Wendy Reuer, Published October 24 2011
Moorhead City Council OKs flood fundingMOORHEAD – Shouts of “No!” and “Why?!” came from a group of about 20 residents as Councilwoman Nancy Otto quietly voted no to fund $37.7 million in permanent flood protection at Monday’s City Council meeting.
Twenty minutes and two more motions later, the council approved staff’s proposal of completing what is called the Base Project plus A through C.
The flood mitigation plans are a combination of voluntary buyouts and backyard mitigation. Properties in the base project area are at an elevation of 39.5 feet or less. Project A includes the area around Rivershore Drive in southern Moorhead. Projects B and C are in north Moorhead.
The Minnesota Department of Natural Resources has given a $16.5 million grant so the $37 million project will cost the city about $21 million. About $27 million will be spent on buyouts, with another $10 million used on flood mitigation. The city must assess at least $4.1 million to receive the grant from the DNR, which bases that amount on population and median household incomes per city.
To approve funding for permanent flood mitigation, the council needed a majority with seven votes of the eight-person council.
A one-time assessment cost of $412 per property is estimated to properties within the special assessment district. So far, the council has not decided how the assessment district will be determined.
“There are up to three different models that they will now debate and determine which model to proceed with,” City Manager Michael Redlinger said.
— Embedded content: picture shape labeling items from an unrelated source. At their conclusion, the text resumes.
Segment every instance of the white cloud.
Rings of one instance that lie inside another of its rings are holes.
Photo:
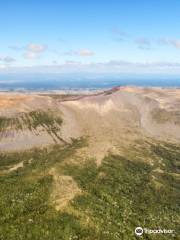
[[[180,49],[180,39],[161,38],[158,42],[161,45],[171,45],[177,49]]]
[[[91,57],[95,53],[89,49],[80,49],[78,51],[68,51],[65,52],[64,55],[67,56],[80,56],[80,57]]]
[[[26,59],[36,59],[47,50],[47,46],[43,44],[29,43],[25,47],[24,57]]]
[[[1,69],[1,72],[3,69]],[[180,62],[131,62],[125,60],[111,60],[108,62],[81,63],[66,61],[62,64],[39,65],[32,67],[11,67],[6,72],[43,73],[43,74],[75,74],[75,73],[104,73],[104,74],[180,74]]]
[[[43,44],[30,43],[26,46],[26,50],[34,53],[42,53],[46,51],[47,46]]]
[[[14,59],[13,57],[5,56],[5,57],[0,57],[0,61],[3,63],[12,63],[12,62],[15,62],[16,59]]]

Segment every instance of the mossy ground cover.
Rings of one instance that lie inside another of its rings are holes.
[[[51,111],[31,111],[16,117],[0,117],[0,131],[7,129],[36,130],[38,127],[44,127],[49,131],[56,132],[60,130],[61,124],[62,119]]]
[[[178,239],[180,147],[151,144],[152,156],[160,159],[154,165],[118,155],[108,155],[98,168],[93,159],[70,162],[86,144],[79,139],[63,147],[0,155],[1,168],[24,161],[23,168],[0,175],[0,239],[131,240],[138,239],[137,226],[176,232],[140,239]],[[143,156],[143,148],[139,151]],[[51,167],[72,176],[83,192],[59,212],[50,202]]]

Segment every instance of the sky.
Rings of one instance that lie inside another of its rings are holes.
[[[180,74],[179,0],[0,0],[0,73]]]

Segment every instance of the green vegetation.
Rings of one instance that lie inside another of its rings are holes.
[[[39,127],[47,131],[52,137],[58,135],[62,119],[55,113],[49,111],[32,111],[23,113],[13,118],[0,117],[0,132],[7,130],[25,130],[36,131]]]
[[[180,147],[149,145],[154,161],[159,159],[154,165],[109,155],[97,168],[93,159],[70,161],[86,145],[79,139],[64,147],[0,155],[1,169],[24,162],[23,168],[0,175],[0,239],[131,240],[139,239],[137,226],[176,232],[141,239],[178,239]],[[83,191],[60,212],[50,201],[52,167],[72,176]]]

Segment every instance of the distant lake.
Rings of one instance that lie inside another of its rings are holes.
[[[111,80],[111,79],[81,79],[81,80],[21,80],[21,81],[1,81],[0,91],[52,91],[52,90],[78,90],[78,89],[107,89],[115,86],[135,85],[135,86],[160,86],[160,87],[180,87],[180,79],[146,79],[146,80]]]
Redlinger has presented the same model used in 2009, one assessment district based on elevation and a third option.
Otto said it was the impact to those residents who could not afford the special assessments that inspired her original “no” vote on the motion to approve base plus A through C projects.
“My intention all along has never been to hold things up and, my intention is for people who cannot afford to pay the special assessment,” she said.
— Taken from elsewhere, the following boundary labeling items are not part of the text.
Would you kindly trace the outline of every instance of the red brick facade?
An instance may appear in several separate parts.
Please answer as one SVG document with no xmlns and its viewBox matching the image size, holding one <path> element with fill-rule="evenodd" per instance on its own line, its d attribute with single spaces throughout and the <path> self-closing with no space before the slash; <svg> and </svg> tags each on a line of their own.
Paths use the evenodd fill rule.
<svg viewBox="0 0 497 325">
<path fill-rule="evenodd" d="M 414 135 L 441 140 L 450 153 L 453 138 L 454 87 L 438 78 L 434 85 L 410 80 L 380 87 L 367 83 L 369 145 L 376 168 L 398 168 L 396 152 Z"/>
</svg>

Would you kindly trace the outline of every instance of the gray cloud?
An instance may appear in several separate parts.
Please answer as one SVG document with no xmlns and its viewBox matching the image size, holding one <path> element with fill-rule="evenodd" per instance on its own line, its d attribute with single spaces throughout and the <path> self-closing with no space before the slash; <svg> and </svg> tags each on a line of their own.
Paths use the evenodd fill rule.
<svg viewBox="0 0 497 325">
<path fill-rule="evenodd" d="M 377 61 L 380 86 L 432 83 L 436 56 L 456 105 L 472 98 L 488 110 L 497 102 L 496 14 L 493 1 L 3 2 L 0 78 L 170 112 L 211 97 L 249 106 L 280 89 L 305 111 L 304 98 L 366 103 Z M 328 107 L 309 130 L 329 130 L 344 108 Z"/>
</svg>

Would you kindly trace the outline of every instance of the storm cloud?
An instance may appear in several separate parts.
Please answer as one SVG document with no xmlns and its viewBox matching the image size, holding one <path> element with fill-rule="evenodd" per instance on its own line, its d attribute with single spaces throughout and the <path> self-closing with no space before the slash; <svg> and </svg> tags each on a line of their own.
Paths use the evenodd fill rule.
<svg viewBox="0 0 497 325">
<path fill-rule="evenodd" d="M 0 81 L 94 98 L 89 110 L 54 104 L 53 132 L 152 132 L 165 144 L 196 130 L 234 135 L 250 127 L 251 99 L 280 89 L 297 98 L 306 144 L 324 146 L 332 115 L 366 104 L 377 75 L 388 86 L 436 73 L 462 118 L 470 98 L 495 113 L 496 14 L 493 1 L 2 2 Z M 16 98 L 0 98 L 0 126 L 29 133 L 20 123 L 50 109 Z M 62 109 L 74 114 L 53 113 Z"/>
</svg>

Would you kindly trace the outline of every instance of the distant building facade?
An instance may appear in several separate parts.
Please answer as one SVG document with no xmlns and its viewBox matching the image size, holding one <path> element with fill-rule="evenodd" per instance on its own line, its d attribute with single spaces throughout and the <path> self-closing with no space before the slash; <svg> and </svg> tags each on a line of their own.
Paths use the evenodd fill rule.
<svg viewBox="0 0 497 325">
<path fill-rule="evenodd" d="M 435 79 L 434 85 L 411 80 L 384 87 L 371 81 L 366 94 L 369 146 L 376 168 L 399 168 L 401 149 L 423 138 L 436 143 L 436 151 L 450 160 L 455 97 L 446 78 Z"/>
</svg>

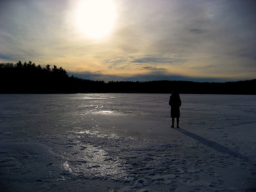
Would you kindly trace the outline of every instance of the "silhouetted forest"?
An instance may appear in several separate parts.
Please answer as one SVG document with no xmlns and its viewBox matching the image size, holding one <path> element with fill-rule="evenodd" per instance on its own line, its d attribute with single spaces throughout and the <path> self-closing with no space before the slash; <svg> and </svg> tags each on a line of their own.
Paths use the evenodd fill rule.
<svg viewBox="0 0 256 192">
<path fill-rule="evenodd" d="M 256 79 L 226 83 L 187 81 L 109 81 L 83 79 L 61 67 L 29 61 L 0 64 L 0 93 L 148 93 L 255 95 Z"/>
</svg>

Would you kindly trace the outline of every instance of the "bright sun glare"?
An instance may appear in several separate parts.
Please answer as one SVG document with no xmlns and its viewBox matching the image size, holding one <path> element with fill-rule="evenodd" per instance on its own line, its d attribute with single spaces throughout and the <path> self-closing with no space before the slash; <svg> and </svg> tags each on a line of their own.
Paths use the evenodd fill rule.
<svg viewBox="0 0 256 192">
<path fill-rule="evenodd" d="M 90 38 L 100 38 L 110 33 L 116 18 L 113 0 L 82 0 L 78 5 L 76 24 Z"/>
</svg>

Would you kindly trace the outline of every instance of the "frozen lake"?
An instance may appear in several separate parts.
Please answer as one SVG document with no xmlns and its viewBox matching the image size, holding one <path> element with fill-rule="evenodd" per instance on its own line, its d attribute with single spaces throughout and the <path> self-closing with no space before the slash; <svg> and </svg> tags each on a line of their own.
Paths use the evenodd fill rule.
<svg viewBox="0 0 256 192">
<path fill-rule="evenodd" d="M 256 96 L 180 95 L 180 129 L 169 97 L 0 95 L 1 188 L 255 190 Z"/>
</svg>

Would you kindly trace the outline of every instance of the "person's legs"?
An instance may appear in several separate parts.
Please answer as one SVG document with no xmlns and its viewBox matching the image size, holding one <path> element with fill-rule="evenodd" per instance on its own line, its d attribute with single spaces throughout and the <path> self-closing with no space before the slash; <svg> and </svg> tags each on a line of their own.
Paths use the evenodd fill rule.
<svg viewBox="0 0 256 192">
<path fill-rule="evenodd" d="M 174 118 L 172 118 L 172 125 L 171 127 L 174 128 Z"/>
<path fill-rule="evenodd" d="M 180 119 L 179 118 L 177 118 L 177 128 L 180 128 L 180 127 L 179 127 L 179 122 L 180 121 Z"/>
</svg>

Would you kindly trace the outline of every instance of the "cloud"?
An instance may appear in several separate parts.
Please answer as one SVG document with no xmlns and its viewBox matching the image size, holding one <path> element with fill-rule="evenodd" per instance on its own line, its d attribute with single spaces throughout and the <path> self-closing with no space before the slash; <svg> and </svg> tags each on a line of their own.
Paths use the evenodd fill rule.
<svg viewBox="0 0 256 192">
<path fill-rule="evenodd" d="M 116 0 L 115 27 L 97 40 L 78 31 L 78 3 L 1 1 L 0 61 L 93 78 L 256 77 L 254 1 Z"/>
</svg>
Monday, after Mayor Mark Voxland had to disallow a tabled motion by Councilman Mark Hintermeyer from Oct. 10 because it was not in accordance with state law, Otto, along with Luther Stueland and Mark Hintermeyer, voted against funding the base project plus projects A through C.
“To me, it’s too far. I can only support the base,” Stueland said.
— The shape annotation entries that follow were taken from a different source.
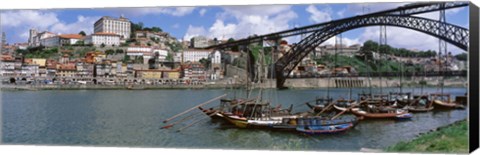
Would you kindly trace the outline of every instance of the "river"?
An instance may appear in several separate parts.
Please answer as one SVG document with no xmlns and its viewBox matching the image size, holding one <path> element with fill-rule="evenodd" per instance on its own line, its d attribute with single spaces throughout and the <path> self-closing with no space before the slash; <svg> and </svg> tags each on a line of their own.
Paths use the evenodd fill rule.
<svg viewBox="0 0 480 155">
<path fill-rule="evenodd" d="M 334 97 L 348 98 L 349 89 L 330 89 Z M 389 92 L 385 88 L 383 92 Z M 405 88 L 404 91 L 420 92 Z M 368 89 L 353 89 L 353 97 Z M 378 92 L 379 89 L 374 89 Z M 426 88 L 425 92 L 437 92 Z M 445 88 L 453 96 L 465 88 Z M 467 110 L 414 114 L 412 120 L 364 120 L 347 132 L 309 136 L 296 132 L 236 129 L 209 118 L 176 132 L 160 129 L 166 118 L 227 93 L 229 89 L 183 90 L 44 90 L 2 91 L 2 142 L 27 145 L 128 146 L 162 148 L 223 148 L 266 150 L 358 151 L 382 149 L 420 133 L 465 119 Z M 252 93 L 252 96 L 258 92 Z M 325 96 L 326 89 L 263 91 L 263 96 L 283 107 Z M 210 106 L 218 102 L 211 103 Z M 208 106 L 207 106 L 208 107 Z M 295 106 L 294 111 L 305 111 Z M 199 112 L 195 110 L 195 112 Z M 204 117 L 203 115 L 200 115 Z"/>
</svg>

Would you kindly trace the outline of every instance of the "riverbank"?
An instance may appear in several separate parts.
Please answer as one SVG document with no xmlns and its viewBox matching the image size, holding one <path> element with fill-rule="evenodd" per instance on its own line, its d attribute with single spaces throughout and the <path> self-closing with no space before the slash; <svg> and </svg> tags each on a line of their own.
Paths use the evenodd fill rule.
<svg viewBox="0 0 480 155">
<path fill-rule="evenodd" d="M 468 124 L 461 120 L 421 134 L 409 142 L 399 142 L 387 152 L 468 153 Z"/>
<path fill-rule="evenodd" d="M 411 88 L 420 88 L 421 86 L 404 86 L 405 90 Z M 424 88 L 436 88 L 437 86 L 427 85 Z M 464 87 L 462 85 L 447 85 L 445 88 Z M 244 85 L 240 84 L 201 84 L 201 85 L 1 85 L 0 90 L 150 90 L 150 89 L 243 89 Z M 275 86 L 270 87 L 255 87 L 256 89 L 275 89 Z M 326 87 L 304 87 L 289 86 L 289 89 L 317 89 Z M 352 88 L 368 88 L 368 87 L 352 87 Z M 378 87 L 373 87 L 378 88 Z M 398 87 L 383 87 L 383 88 L 398 88 Z"/>
</svg>

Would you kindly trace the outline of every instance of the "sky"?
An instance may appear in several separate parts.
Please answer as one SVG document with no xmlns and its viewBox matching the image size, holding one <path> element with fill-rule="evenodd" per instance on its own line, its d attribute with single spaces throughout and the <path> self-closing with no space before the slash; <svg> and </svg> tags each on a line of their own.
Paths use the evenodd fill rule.
<svg viewBox="0 0 480 155">
<path fill-rule="evenodd" d="M 93 9 L 38 9 L 2 10 L 0 26 L 7 42 L 27 42 L 28 31 L 50 31 L 58 34 L 93 32 L 93 23 L 102 16 L 124 17 L 146 27 L 157 26 L 179 40 L 203 35 L 209 38 L 241 39 L 252 34 L 272 32 L 307 26 L 330 20 L 356 16 L 368 12 L 396 8 L 406 3 L 349 3 L 312 5 L 256 5 L 256 6 L 206 6 L 206 7 L 142 7 Z M 418 15 L 437 20 L 438 12 Z M 468 7 L 446 11 L 451 24 L 468 28 Z M 344 32 L 347 45 L 379 40 L 379 26 L 358 28 Z M 301 36 L 287 38 L 296 42 Z M 324 44 L 333 44 L 334 38 Z M 397 48 L 438 50 L 438 39 L 421 32 L 387 27 L 388 44 Z M 463 50 L 448 46 L 452 53 Z"/>
</svg>

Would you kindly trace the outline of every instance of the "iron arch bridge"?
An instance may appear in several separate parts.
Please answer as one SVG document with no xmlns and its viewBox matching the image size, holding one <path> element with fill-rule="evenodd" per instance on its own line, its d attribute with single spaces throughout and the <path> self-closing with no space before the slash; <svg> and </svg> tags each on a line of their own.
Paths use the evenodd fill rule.
<svg viewBox="0 0 480 155">
<path fill-rule="evenodd" d="M 445 40 L 465 51 L 468 49 L 468 29 L 432 19 L 403 15 L 378 15 L 334 21 L 323 25 L 317 31 L 302 39 L 275 63 L 277 88 L 283 87 L 286 75 L 289 75 L 295 66 L 321 43 L 342 32 L 375 25 L 403 27 L 423 32 Z"/>
</svg>

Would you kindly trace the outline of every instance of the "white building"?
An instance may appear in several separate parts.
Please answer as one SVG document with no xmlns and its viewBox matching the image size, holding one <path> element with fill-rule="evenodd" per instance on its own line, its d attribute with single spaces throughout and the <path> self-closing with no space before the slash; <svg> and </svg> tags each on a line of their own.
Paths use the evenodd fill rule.
<svg viewBox="0 0 480 155">
<path fill-rule="evenodd" d="M 197 36 L 190 39 L 190 47 L 192 48 L 203 48 L 208 46 L 208 39 L 204 36 Z"/>
<path fill-rule="evenodd" d="M 121 36 L 121 39 L 130 38 L 130 21 L 127 18 L 112 18 L 104 16 L 94 24 L 95 33 L 115 33 Z"/>
<path fill-rule="evenodd" d="M 168 51 L 167 50 L 162 50 L 162 49 L 155 49 L 153 50 L 153 53 L 158 53 L 158 60 L 159 61 L 165 61 L 168 56 Z"/>
<path fill-rule="evenodd" d="M 114 33 L 94 33 L 85 38 L 85 44 L 93 44 L 95 46 L 119 46 L 120 35 Z"/>
<path fill-rule="evenodd" d="M 129 56 L 143 56 L 152 53 L 153 49 L 148 46 L 131 46 L 127 48 Z"/>
<path fill-rule="evenodd" d="M 32 47 L 42 45 L 41 40 L 43 40 L 45 38 L 50 38 L 50 37 L 56 36 L 56 34 L 54 34 L 52 32 L 47 32 L 47 31 L 43 31 L 41 33 L 38 33 L 37 30 L 35 30 L 35 29 L 30 29 L 29 32 L 30 33 L 29 33 L 29 37 L 28 37 L 28 46 L 32 46 Z"/>
<path fill-rule="evenodd" d="M 208 59 L 211 50 L 187 49 L 183 51 L 183 62 L 199 62 L 200 59 Z"/>
</svg>

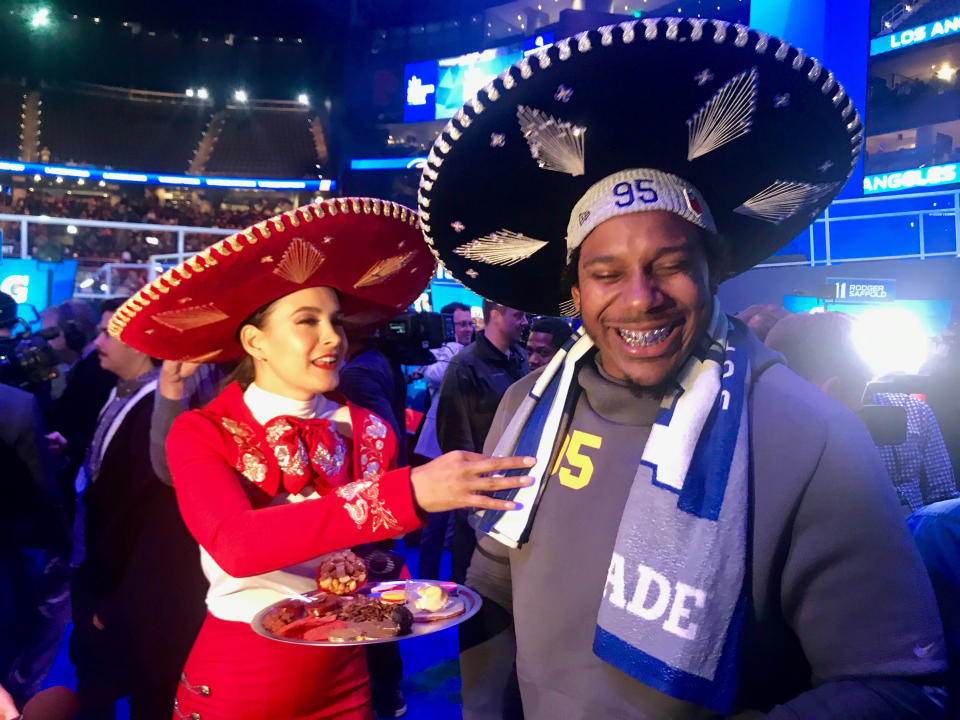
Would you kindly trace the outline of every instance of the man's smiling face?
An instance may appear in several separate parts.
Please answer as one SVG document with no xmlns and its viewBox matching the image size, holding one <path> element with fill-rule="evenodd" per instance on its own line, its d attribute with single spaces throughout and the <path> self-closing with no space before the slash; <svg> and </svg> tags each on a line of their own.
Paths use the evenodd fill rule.
<svg viewBox="0 0 960 720">
<path fill-rule="evenodd" d="M 613 377 L 660 385 L 690 355 L 712 311 L 701 235 L 654 210 L 612 217 L 581 244 L 571 294 Z"/>
</svg>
Otto quickly made a new “hybrid” motion that would have authorized spending up to $30 million. However, Redlinger and City Engineer Bob Zimmerman said that motion would have been too limiting to accomplish many buyouts.
“It was not providing the flexibility we needed,” Redlinger said.
Zimmerman said another problem with not funding the proposed Base and A through C plans is that the DNR warned the city in a letter the current rate of buyouts at 108 percent of a home’s assessed value may decrease in the near future.
“The essence of the timing is so critically important because we are afraid for that homeowner further down on the list who may not have the opportunity to get a buyout at 108 percent of estimated value,” Redlinger said.
Zimmerman said a future $25 million to $30 million grant from the DNR was also very unlikely.
That was enough for Otto. She withdrew her hybrid plan and made a new motion: funding the $37 million base plus A through C. The same one she initially voted against.
This time, Stueland was the only “no” vote and the motion passed.
The audience cheered and applauded the decision.
“It finally puts the city on a course that is workable and flexible and will have the effect we really need for long term permanent flood protection. Why it took this long, I have absolutely no idea,” Resident Bob Seigel said Monday.
Resident Clay Dietrich agreed Monday’s vote would be positive for the city’s future. “This vote is essential for the city of Moorhead’s dealing with this ongoing flood fight.”